U.S. arms export laws require the state department to report to Congress on violations of arms export rules by countries that have bought those weapons from the U.S. The law says the weapons can be used for domestic security, legitimate self-defense, participation in arrangements that comply with UN decisions, or for civil operations. In addition, the U.S. can tack on other special conditions for any specific arms deal. Stinger missiles, for example, cannot be sold to certain countries without specific approval from the U.S.

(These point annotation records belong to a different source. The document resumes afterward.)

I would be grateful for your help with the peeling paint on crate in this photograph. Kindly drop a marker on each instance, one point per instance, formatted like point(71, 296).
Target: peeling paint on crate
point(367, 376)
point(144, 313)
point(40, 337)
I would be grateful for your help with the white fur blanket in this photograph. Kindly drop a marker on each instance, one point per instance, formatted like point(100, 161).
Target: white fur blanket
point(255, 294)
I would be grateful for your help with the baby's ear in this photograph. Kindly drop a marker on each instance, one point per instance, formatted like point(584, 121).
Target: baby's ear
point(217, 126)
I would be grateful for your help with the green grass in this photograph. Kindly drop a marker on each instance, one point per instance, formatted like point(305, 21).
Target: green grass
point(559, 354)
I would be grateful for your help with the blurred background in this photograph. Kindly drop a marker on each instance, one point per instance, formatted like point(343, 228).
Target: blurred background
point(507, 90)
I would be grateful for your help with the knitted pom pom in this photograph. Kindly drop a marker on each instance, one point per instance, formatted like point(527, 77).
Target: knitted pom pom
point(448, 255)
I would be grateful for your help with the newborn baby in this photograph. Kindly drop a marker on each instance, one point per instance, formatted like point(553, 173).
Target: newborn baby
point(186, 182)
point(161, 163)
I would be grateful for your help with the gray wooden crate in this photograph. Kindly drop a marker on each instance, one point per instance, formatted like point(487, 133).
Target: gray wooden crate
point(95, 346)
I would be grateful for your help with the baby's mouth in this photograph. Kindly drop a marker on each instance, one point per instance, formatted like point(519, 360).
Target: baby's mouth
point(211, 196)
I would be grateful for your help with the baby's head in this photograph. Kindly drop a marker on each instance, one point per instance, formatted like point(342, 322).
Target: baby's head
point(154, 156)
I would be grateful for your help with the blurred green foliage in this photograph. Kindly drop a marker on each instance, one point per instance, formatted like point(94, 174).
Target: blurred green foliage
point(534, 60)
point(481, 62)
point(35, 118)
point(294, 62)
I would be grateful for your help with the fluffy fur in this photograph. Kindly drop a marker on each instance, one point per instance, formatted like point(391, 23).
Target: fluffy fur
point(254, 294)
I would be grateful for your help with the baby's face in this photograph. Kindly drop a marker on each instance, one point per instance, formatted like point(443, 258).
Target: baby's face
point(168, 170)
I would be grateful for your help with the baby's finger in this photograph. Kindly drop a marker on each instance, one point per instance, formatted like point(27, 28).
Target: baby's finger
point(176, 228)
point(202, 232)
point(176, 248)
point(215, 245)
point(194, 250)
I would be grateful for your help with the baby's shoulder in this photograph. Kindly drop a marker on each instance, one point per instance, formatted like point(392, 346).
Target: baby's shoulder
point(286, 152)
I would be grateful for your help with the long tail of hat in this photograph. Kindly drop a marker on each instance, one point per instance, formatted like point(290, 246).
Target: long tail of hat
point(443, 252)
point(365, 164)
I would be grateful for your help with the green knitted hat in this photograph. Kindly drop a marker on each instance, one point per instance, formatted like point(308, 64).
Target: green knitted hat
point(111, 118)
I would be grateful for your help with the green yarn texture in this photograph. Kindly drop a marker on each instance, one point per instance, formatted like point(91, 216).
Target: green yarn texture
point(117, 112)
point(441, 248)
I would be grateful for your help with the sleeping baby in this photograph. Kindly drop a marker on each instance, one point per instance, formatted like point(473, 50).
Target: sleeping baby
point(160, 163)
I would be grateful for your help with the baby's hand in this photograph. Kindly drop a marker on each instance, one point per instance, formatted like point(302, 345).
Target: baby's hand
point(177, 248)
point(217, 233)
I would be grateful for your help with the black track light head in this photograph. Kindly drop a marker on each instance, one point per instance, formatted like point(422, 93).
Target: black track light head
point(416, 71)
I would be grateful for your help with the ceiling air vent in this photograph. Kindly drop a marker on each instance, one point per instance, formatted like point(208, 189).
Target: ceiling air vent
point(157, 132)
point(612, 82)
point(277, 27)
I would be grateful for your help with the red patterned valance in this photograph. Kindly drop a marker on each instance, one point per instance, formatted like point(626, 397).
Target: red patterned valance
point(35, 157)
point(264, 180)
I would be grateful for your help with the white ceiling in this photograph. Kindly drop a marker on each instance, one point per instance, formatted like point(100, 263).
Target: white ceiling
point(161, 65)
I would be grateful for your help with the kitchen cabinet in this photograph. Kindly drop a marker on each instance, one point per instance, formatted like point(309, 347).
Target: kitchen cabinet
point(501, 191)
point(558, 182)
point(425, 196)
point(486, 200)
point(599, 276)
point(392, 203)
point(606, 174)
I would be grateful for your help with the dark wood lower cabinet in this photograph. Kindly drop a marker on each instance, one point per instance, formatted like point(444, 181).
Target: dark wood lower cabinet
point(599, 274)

The only attempt to bring the matter of U.S. arms being used by Israel against Palestinians was by a Michigan Democrat John Conyers Jr., considered pro-Arab in his outlook. He asked the Congress's comptroller to investigate Israel's use of American weaponry in the intifada. Six months later, in September 2001, a report was issued to Congress. It detailed U.S. arms sales to Middle East countries in the last decade, and briefly touched on the question of use, bringing State Department and Pentagon responses that there have been no violations of permissible use.

No Arrows to India

But while as far as Israel's use of the arms is concerned, the U.S. gives Israel a free hand, when it comes to sales and exports, it sometimes shackles Jerusalem. Just this week, as Powell headed to Asia, anonymous sources in the State Department made clear Washington would prohibit Israel's sale of the Arrow missile system to India. Israel was surprised by the timing of the issue, when in any case Israel needs its entire stockpile of missiles for the system, in case of a possible American offensive against Iraq.

The American explanations for its opposition to the sale, which has not yet been officially prohibited by the administration, is that the missile defense system would upset the delicate balance of power in the region and increase the arms race, since Pakistan would also look to acquire such systems. The Americans claimed the sale could violate missile anti-proliferation treaties, meant to prevent missile sales to foreign countries.

Israeli arguments that the Arrow is a missile defense system, not an offensive system, and so it does not violate the non-proliferation treaty. Nor did their reminders help that the system was a joint American-Israel project and in any case can't be sold without American permission. But the administration is being very strict on the issue, both publicly and privately.

Others have a different explanation for the American prohibition on Arrow sales to India. They say the administration acting on behalf of American industry. Next month, Raytheon, which makes the Patriot missile system, is presenting to India its parallel product to the Arrow, the PAC-4, and the administration wants to improve chances for the American company to get the contract.

But perhaps the most interesting development this past week was an item in the China Times saying the U.S. had offered Taiwan acquisition of the plans used to develop Israel's German-built Dolphin class submarines. If the ban on Arrow sales to India is an immediate blow to Israel's arms industry, an American sale of Israeli plans to Taiwan is a double blow, since it sabotages future Israeli sales of the plans. According to the China Times report, the Americans offered Taiwan a choice of several types of submarines, including the Dolphin.

The administration has not verified the report, but Israeli sources say the most surprising aspect of it is the fact the Americans did not consult with Israel before the offer was made to Taiwan, if indeed it was made.

Either way, the Israeli conclusion from this past week of friction over weapons with the administration remains the same: As long as the issues are about Israel's actual use of American arms, the two countries see eye-to-eye, despite various laws on the books. It's the business aspect that creates the real friction, where the interests of the two countries part. And as Israel learned most recently in the Phalcon affair, it's very difficult to beat the Americans when it comes to business.